State expected to okay low-income housing tax credits for Full Circle’s 48-unit Lawrence-Austin project in Jefferson Park
by BRIAN NADIG
The Illinois Housing Development Authority is expected to approve low-income housing tax credits this week for the proposed 4-story, 48-unit affordable housing project at 6001 W. Lawrence Ave., where rents for a one-bedroom apartment would cost between $475 and $1,300 a month.
Alderman Nicholas Sposato (38th) said that IHDA officials told him Monday that they have recommended that the project be approved at the authority’s July 17 board meeting. The project’s developer, Full Circle Communities, also is building a 75-unit mixed-income development at 5150 N. Northwest Hwy. which the state approved for tax credits in 2019. That development caused a storm of controversy on the Northwest Side under the former alderman of the 45th Ward.
"The community has absolutely no say about it," Sposato said of the Lawrence proposal. "It’s shameful."
The application for the tax credits was filed with the state about 7 months ago, but Sposato said that he first learned about it on July 1 when contacted by Nadig Newspapers.
The issuance of tax credits are considered key for the financing of low-income housing.
"They said that (Full Circle) had checked all the boxes, and I said, ‘What about the box for input from the local elected official and the box for a traffic study?’ They said those boxes aren’t part of it. That’s a dangerous intersection (Lawrence and Austin avenues) and now you’re putting 48 units," Sposato said.
The project has been endorsed by the Lightfoot administration, as the city Department of Housing sent the state a letter of support, but "no one from the mayor’s office" contacted Sposato to discuss the project, and Full Circle has not provided details of the proposal, the alderman said. Full Circle and Sposato are scheduled to meet for the first time to discuss the project on Wednesday, July 15.
Sposato said that the housing authority told him Monday that the units would be intended for households earning between 30 and 80 percent of the area’s media income and that the largest apartments would have three bedrooms, with rent up to about $1,700.
A preference would be given to veterans, but no information was available on whether there would be a guaranteed minimum number of units for veterans, the alderman said. He added that the Chicago Housing Authority would not be subsidizing the four-story development, unlike Full Circle’s complex on Northwest Highway, where some families will be chosen from the CHA waitlist.
The site’s existing RT-4 zoning can accommodate the proposed 48 apartments. It was rezoned to RT-4 in 2016 for a 24-unit townhouse development, which was never built, Sposato said.
"(Residents) were worried about parking for 24 units, with two-car garages. Now there’s going to be 48 units," Sposato said, adding that he has not been told the number of planned parking spaces.
On July 8 Sposato sent the housing authority a letter stating that he was not supporting the project.
"I would like the opportunity to meet with the developers and to have a chance to present their proposed project to my community. While I am in support of any project that is beneficial to the community, it is premature for me and my community to make a decision on this parcel," the letter stated.
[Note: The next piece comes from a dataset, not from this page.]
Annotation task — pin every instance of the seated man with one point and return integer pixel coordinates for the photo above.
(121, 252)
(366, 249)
Sposato and state Representative Lindsey LaPointe (D-19) met on July 13 with a group of residents and merchants who reportedly were concerned about Full Circle’s plans.
LaPointe said in a statement that she recently reached out to Full Circle to learn more details about the project. "I welcome additional housing options, in particular a fully accessible elevator-served building with a preference for veterans and people with disabilities. I have met many seniors in the area on fixed incomes who struggle to pay housing costs and need accessible housing as they age due to the older and inaccessible housing stock on the Far Northwest Side. This proposal will fill a need in our area and aid in economic development," LaPointe said.
Supporters of affordable housing argue that many families are rent-burdened, paying too much of their income toward housing expenses. Those who are opposed to affordable housing argue that such developments may bring their property values down.
The housing authority board meeting will be held at 11 a.m. Friday, July 17, and public comment can be e-mailed to firstname.lastname@example.org by 5 p.m. Thursday, July 16, and those submitting a comment are asked to include their name, addresses, telephone number and name of any business or organization they are representing. Those submitting a comment will be acknowledged at the meeting and be asked if they want to speak.